Millikin University's Summer Undergraduate Research Fellowship (SURF) Program exemplifies the very essence of a Millikin education. Through the program, students spend the summer researching, acquiring data and engaging in project-based learning.

Each summer, a select group of Millikin students partner with faculty members on a particular research study where they receive a $3,000 stipend, plus supply money, for the project.
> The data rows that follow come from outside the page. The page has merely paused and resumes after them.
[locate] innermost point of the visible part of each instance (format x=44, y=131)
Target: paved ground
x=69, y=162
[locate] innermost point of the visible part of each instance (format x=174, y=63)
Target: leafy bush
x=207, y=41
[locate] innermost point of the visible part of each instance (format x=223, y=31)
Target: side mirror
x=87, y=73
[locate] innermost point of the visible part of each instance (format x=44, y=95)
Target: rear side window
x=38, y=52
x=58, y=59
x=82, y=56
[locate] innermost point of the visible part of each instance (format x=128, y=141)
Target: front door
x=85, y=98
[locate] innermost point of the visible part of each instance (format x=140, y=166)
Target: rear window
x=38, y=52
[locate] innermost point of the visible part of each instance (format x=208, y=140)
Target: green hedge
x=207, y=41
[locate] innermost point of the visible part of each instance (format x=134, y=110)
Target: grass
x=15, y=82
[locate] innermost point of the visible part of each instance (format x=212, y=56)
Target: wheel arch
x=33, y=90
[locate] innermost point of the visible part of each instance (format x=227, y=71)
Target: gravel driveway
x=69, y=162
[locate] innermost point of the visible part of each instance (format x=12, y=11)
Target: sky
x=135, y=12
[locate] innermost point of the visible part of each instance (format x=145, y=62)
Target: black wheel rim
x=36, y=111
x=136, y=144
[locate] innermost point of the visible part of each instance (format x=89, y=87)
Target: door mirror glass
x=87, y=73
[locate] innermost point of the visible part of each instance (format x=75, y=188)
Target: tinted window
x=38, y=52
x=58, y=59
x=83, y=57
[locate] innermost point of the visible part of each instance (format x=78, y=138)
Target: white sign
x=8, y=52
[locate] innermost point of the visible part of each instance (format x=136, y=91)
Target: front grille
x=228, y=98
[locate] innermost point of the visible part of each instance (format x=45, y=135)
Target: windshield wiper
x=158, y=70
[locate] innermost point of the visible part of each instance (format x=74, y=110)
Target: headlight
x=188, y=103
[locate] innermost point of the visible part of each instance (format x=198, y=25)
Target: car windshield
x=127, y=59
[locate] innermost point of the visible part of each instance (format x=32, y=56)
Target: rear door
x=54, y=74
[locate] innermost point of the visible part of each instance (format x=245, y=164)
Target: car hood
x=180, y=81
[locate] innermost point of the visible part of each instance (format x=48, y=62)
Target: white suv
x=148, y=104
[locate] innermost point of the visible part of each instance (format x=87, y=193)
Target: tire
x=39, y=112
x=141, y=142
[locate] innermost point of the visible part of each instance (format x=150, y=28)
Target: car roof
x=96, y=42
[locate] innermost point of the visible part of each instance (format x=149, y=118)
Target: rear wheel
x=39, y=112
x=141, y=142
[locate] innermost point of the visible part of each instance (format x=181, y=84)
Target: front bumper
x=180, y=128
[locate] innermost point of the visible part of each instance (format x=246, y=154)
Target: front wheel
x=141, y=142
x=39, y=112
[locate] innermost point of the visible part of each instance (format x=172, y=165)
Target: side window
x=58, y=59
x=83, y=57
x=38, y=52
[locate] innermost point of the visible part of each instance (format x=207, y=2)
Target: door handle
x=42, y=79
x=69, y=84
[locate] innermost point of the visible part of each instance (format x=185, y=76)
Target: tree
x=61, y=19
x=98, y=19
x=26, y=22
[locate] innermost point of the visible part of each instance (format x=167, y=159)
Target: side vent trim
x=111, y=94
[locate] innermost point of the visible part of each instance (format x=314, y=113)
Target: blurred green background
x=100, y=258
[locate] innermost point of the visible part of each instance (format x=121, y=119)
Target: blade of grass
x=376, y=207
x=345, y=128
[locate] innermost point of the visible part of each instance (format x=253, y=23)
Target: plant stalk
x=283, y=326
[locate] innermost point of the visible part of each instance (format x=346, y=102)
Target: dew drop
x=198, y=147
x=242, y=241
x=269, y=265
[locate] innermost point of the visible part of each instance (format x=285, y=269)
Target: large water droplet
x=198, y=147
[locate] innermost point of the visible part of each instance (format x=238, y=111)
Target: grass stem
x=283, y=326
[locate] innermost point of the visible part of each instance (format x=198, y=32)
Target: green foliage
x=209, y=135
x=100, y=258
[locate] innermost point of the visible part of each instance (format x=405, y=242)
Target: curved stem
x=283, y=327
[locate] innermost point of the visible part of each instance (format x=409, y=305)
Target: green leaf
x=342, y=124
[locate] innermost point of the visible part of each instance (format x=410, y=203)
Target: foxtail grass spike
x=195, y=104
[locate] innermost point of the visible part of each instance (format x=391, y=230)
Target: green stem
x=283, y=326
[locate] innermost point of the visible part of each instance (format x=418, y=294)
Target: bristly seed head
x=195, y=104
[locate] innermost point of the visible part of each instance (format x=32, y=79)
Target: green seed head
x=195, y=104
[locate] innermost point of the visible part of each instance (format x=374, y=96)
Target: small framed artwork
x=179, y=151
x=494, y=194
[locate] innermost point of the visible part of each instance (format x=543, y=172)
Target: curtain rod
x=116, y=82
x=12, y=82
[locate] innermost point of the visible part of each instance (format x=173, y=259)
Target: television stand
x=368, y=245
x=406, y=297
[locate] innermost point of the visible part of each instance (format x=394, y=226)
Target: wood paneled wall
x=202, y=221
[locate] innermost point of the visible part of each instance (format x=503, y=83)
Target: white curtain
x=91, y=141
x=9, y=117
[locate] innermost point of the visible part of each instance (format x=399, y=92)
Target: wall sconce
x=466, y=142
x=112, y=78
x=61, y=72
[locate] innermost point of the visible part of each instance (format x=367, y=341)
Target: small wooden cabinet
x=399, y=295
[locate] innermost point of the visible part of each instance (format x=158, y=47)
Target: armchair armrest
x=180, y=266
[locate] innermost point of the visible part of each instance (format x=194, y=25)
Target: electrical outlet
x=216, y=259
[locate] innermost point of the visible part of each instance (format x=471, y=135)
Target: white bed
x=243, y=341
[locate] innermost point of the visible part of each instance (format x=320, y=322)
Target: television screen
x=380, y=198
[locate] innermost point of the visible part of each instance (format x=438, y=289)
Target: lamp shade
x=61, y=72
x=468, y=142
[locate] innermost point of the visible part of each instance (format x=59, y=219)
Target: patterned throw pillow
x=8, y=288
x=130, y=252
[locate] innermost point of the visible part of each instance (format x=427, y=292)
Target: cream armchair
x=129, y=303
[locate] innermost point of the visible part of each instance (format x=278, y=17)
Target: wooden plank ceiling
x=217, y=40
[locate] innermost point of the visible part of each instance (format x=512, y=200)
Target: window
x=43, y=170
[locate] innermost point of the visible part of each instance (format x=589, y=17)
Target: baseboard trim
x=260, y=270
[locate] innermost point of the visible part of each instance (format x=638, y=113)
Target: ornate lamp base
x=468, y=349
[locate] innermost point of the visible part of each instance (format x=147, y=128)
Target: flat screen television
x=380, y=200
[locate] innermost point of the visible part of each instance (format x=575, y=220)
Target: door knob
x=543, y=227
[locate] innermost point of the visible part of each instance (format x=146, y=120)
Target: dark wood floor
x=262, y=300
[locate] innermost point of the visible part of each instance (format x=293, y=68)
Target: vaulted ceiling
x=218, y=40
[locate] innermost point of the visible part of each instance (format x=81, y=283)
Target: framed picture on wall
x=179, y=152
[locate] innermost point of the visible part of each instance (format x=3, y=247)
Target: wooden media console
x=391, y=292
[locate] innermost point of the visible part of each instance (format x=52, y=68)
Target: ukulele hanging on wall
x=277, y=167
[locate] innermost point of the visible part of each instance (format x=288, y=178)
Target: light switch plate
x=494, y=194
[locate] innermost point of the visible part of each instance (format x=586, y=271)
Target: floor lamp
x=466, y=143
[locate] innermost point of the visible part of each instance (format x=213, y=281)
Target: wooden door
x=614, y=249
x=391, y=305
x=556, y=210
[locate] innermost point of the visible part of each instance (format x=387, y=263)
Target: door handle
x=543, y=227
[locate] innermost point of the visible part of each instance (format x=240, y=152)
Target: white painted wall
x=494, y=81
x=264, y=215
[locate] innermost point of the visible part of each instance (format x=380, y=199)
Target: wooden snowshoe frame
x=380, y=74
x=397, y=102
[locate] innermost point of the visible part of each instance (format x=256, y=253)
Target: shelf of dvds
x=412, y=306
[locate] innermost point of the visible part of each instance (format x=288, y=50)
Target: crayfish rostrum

Louisa Nickel, a senior theatre major with a political science minor, from Newton, Kan., is among the handful of students who received a fellowship this summer. Nickel is working with Alex Miller, professor of theatre & dance, to further the mission of Shakespeare Corrected, a program that Nickel has served as the business director for since fall 2018.

Alex Miller

Alex Miller

What originally began as a personal project for Alex Miller turned into one of the Millikin School of Theatre & Dance's signature curricular programs – Shakespeare Corrected. During Shakespeare Corrected, undergraduate students work with incarcerated and disadvantaged populations at the Decatur Correctional Center as well as Macon Resources, Inc., and the Boys & Girls Club of Decatur, to create a collaborative theatrical experience intended to inspire transformation and redemption in students, participants and their families.

Professor Miller and Nickel have been using the fellowship this summer as a way to build financial support for Shakespeare Corrected. For the first half of the summer, Nickel enrolled in a grant writing course, through the American Grant Writers' Association, to learn more about the rhetoric, narrative writing and budget formatting process for competitive grants.

Shakespeare Corrected

For the second half of the summer, Nickel has been working on a grant proposal for Shakespeare Corrected by researching opportunities that best fit the mission of the program.

Nickel has been a member of Shakespeare Corrected since her freshman year at Millikin.

Shakespeare Corrected"It's like nothing I have ever experienced. It is a constant joy and honor to be able to share theatre - something I love so much - with people who also love it, or others that have never touched it before," Nickel said. "It is even more incredible that I get to create art with people who have lived such different experiences from me, with communities who have so much to teach and communicate but rarely get heard. The women in the correctional center are incredible artists, fierce queens and loving people."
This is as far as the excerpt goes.